3 lipca 2022
~Dana Hawk
Kangura widzieć to wielka rzadkość
Dlatego oczu swych oderwać nie mogłam
Od siedzi sobie i dzieciątko nosi w torbie
Dziecię spokojne, śpi sobie
Ojciec dumny siedzi
Na dziecko w chuście spogląda
Czy oby bezpieczne?
Czy oby spokojne ?
Tak!
Takiego ojca mieć to wielki skarb
Marzy mi się w końcu widzieć więcej takich kangurów
~Edyta Zawistowska
Przypomina mi się wyprawa na najprawdziwszą Wyspę Piratów- Gotlandię. Szybki prom łączący Oskarshamn i Visby tnie spokojne wody Bałtyku. Podróż trwała 3 godziny – pasażerowie okupują bistro lub szykują się na odpoczynek w fotelach lotniczych. Przy ogromnej liczbie pasażerów, można było zaobserwować ciekawe i różnorodne zachowania ludzi.

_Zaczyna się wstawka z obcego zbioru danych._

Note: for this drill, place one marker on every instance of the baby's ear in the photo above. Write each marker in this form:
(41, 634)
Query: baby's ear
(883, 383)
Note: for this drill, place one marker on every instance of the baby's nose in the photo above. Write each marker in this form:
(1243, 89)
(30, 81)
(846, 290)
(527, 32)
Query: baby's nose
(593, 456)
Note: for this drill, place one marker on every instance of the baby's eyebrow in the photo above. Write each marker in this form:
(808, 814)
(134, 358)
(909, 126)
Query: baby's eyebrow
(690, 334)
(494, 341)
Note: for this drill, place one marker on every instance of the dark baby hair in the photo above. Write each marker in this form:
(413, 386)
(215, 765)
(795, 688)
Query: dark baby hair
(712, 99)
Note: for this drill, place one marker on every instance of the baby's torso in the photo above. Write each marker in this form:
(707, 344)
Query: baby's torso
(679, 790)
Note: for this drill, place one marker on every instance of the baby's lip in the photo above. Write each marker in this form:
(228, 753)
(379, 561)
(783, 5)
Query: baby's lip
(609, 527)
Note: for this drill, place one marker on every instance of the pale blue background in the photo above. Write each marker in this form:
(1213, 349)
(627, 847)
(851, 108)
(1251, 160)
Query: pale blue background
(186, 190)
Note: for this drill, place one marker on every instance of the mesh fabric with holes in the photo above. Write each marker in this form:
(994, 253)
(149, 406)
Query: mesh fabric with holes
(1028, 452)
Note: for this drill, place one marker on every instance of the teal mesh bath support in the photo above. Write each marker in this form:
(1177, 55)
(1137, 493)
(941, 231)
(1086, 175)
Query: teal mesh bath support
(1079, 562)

Wytatuowany, zakapturzony, groźnie wyglądający młody człowiek z kolczykami w różnych częściach ciała, czule opiekuje się dzieckiem. Inny podobnie wyglądający uspokaja płaczące dziecko, podczas gdy jego żona (przyjaciółka?) żywo dyskutuje z koleżanką.

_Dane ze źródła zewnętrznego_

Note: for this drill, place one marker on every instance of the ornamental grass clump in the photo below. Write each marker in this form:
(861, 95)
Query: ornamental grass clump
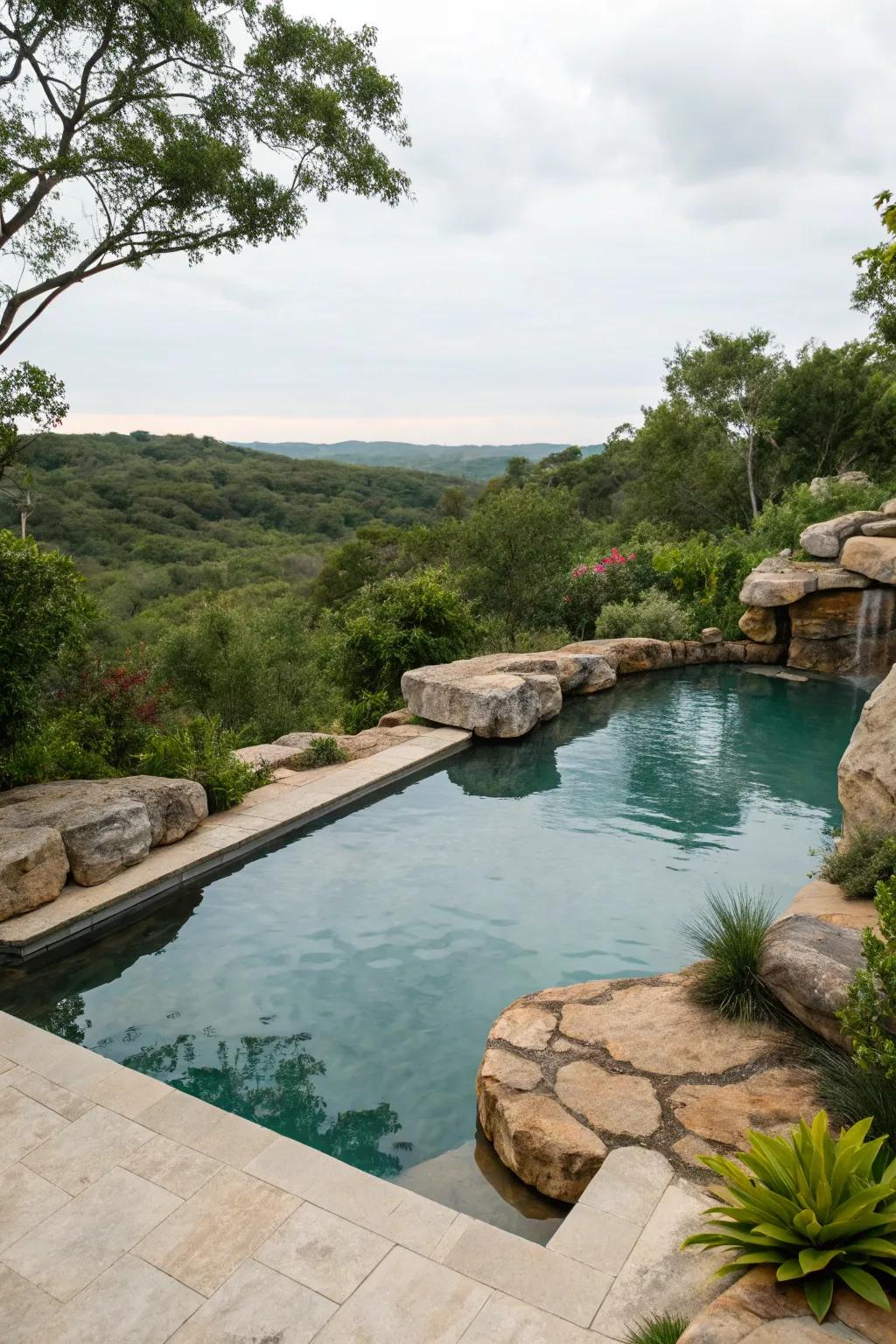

Takie obrazki coraz częściej zauważam w Polsce, może nie są kangurami, ale równie dumnie pchają przed sobą wózek i równie czule zajmują się opieką nad swoimi pociechami.
To dobrze, że mężczyźni włączyli się do opieki i mają realny wpływ na wychowanie swoich dzieci. Skończyły się czasy, że Mamy opiekują się dziećmi, a Ojcowie rozliczają …
Dołączam się do apelu Edyty Zawistowskiej- widzieć więcej takich kangurów.
Every step of the way … Siostrzyczko, zawsze w moim sercu!